1.1. Preprocessing Names

python
>>> import preprocessing_pgp.name.preprocess import basic_preprocess_name
>>> basic_preprocess_name('Phan Thị    Thúy    Hằng *$%!@#')
Phan Thị Thúy Hằng

1.2. Enrich Vietnamese Names (Pending...)

python
>>> import pandas as pd
>>> from preprocessing_pgp.name.enrich_name import process_enrich
>>> data = pd.read_parquet('/path/to/data.parquet')
>>> enrich_data = process_enrich(data, name_col='name')

Cleansing Takes 0m0s


Enrich names takes 5m10s

>>> enrich_data.columns
Index(['name', 'predict', 'final'], dtype='object')

1.3. Extract customer type from name (New Feature)

In big data platform, user might enter not just there name into the name field but many others.

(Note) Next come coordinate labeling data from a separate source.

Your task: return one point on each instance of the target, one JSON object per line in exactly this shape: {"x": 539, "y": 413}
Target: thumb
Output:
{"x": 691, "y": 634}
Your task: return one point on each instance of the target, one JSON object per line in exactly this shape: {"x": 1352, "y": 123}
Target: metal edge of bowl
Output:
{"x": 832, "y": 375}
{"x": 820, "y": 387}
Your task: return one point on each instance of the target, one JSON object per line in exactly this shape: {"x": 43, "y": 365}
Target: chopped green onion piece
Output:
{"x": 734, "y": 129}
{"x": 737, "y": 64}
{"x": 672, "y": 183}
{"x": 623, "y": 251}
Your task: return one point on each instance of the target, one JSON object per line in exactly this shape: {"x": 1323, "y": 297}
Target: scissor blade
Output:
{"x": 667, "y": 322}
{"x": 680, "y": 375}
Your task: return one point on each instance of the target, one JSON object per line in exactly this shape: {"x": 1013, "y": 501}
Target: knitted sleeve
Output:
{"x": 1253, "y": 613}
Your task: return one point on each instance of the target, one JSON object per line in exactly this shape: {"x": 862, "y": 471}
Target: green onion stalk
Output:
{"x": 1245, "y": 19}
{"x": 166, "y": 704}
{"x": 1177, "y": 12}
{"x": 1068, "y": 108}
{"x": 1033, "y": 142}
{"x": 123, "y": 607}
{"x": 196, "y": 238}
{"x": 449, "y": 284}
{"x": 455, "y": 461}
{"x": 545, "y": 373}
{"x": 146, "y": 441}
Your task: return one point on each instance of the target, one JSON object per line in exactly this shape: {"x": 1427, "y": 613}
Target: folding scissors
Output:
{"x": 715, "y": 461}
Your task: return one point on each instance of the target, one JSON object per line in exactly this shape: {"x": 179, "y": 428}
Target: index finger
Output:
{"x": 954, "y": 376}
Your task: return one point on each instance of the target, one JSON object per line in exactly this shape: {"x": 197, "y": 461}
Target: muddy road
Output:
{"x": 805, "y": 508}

This module currently support detection of following type:

  1. customer : The name of the customer
  2. company : The name of any company related
  3. biz : The name of any business related
  4. edu : The name of any type of education related
  5. medical : The name of any medical related
python
>>> import pandas as pd
>>> from preprocessing_pgp.name.type.extractor import process_extract_name_type
>>> data = pd.read_parquet('/path/to/data.parquet')
>>> extracted_data = process_extract_name_type(data, name_col='name')


Cleansing names takes 0m0s


Formatting names takes 0m0s


Extracting customer's type takes 0m0s


>>> extracted_data.columns
Index(['username', 'customer_type'], dtype='object')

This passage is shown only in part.